Jay Faison is an American entrepreneur and a conservative philanthropist from North Carolina. He was Founder and CEO of SnapAV. In 2013, he sold the vast majority of his shares in SnapAV and invested $175 million to start the ClearPath Foundation, with the mission of accelerating conservative clean energy solutions.
After business school Faison started and ran Blockbuster Portugal, which had 27 stores. After meeting his wife Olga, he then returned to the U.S. and bought a small home technology company, which grew to be the largest in the Charlotte region.

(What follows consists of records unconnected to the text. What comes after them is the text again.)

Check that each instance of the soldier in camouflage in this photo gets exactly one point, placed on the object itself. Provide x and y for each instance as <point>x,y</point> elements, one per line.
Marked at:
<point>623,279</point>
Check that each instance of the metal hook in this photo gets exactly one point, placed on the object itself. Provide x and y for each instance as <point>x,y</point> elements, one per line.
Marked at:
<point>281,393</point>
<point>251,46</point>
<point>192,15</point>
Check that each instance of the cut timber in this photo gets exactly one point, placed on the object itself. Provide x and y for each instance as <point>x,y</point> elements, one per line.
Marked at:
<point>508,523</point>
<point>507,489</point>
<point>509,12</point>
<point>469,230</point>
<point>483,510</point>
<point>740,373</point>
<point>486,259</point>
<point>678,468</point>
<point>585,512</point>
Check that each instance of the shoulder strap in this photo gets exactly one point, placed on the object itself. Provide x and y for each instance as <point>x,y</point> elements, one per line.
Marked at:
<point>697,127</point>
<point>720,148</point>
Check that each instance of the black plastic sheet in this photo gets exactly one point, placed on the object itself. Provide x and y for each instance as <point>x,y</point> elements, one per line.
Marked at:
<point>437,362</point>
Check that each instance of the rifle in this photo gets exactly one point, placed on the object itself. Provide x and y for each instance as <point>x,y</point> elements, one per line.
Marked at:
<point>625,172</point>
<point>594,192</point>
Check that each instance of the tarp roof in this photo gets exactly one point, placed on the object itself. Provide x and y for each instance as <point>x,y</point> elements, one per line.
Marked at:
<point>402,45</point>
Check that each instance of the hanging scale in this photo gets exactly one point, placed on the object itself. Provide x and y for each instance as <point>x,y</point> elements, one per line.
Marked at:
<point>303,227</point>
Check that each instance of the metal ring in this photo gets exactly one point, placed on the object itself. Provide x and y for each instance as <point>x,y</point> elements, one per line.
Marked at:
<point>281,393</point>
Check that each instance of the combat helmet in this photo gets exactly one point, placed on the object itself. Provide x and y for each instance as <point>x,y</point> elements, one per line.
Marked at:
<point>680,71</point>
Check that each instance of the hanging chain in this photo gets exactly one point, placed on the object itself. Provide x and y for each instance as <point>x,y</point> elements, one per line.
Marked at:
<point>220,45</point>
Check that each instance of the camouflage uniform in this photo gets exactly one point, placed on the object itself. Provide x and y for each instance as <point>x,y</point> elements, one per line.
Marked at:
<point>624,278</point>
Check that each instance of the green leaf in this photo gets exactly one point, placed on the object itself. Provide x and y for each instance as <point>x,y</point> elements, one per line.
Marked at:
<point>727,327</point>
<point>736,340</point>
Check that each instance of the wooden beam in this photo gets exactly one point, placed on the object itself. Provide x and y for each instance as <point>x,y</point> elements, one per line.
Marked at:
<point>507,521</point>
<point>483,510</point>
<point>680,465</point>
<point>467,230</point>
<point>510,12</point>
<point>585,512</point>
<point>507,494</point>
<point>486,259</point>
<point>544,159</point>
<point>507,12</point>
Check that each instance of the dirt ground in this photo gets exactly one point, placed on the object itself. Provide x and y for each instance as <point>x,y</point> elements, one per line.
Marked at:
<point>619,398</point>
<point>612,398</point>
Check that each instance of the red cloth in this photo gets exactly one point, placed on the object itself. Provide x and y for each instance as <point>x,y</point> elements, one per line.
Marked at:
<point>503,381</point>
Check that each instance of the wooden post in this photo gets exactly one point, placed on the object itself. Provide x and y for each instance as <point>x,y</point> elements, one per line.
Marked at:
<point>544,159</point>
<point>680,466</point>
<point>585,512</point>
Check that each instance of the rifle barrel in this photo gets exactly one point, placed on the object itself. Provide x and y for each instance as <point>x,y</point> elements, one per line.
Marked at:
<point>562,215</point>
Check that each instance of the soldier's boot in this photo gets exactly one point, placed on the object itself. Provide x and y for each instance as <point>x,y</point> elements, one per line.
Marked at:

Faison founded SnapAV six years later, in 2005. SnapAV designs and distributes audio-visual equipment to integrators, from speakers to surveillance system. In 2013, Faison was named the Ernst & Young Entrepreneur of the Year for the Southeast.
Philanthropy
ClearPath Foundation
Faison decided to sell his majority-share in SnapAV, and donate most of that money, $175 million, to create the ClearPath Foundation. "I sold my business because I wanted to get into philanthropy during the prime of my career rather than the end of it. It was time to give back." His goal was to support conservative clean energy solutions. “I always felt a little alone out there as a Republican,” Faison said in an interview, “and so I started ClearPath to create a dialogue around this in a way that hadn’t been done before and sort of be part of the solution.” He runs the foundation as its Managing Partner. The ClearPath website displays its mission statement: “Accelerate conservative clean energy solutions.” ClearPath has expanded into three entities: The 501 ClearPath Foundation non-profit, ClearPath Action 501 lobbying arm and the ClearPath Action Fund super PAC. ClearPath specifically promotes nuclear, natural gas, carbon capturing technologies for gas and coal generation, hydropower and innovation. The organization's mantra is “more innovation, less regulation.”
Political donations
Faison has been a regular contributor to Republican political candidates. His ClearPath Action Fund spent more than $4.8 million for 15 endorsed Republican candidates in the 2016 election. Thirteen of those endorsements won reelection. He has also donated to many Republicans directly, from Mitch McConnell to Rob Portman to the National Republican Senatorial Committee, including a $500,000 donation to New Hampshire Senator Kelly Ayotte's SuperPAC.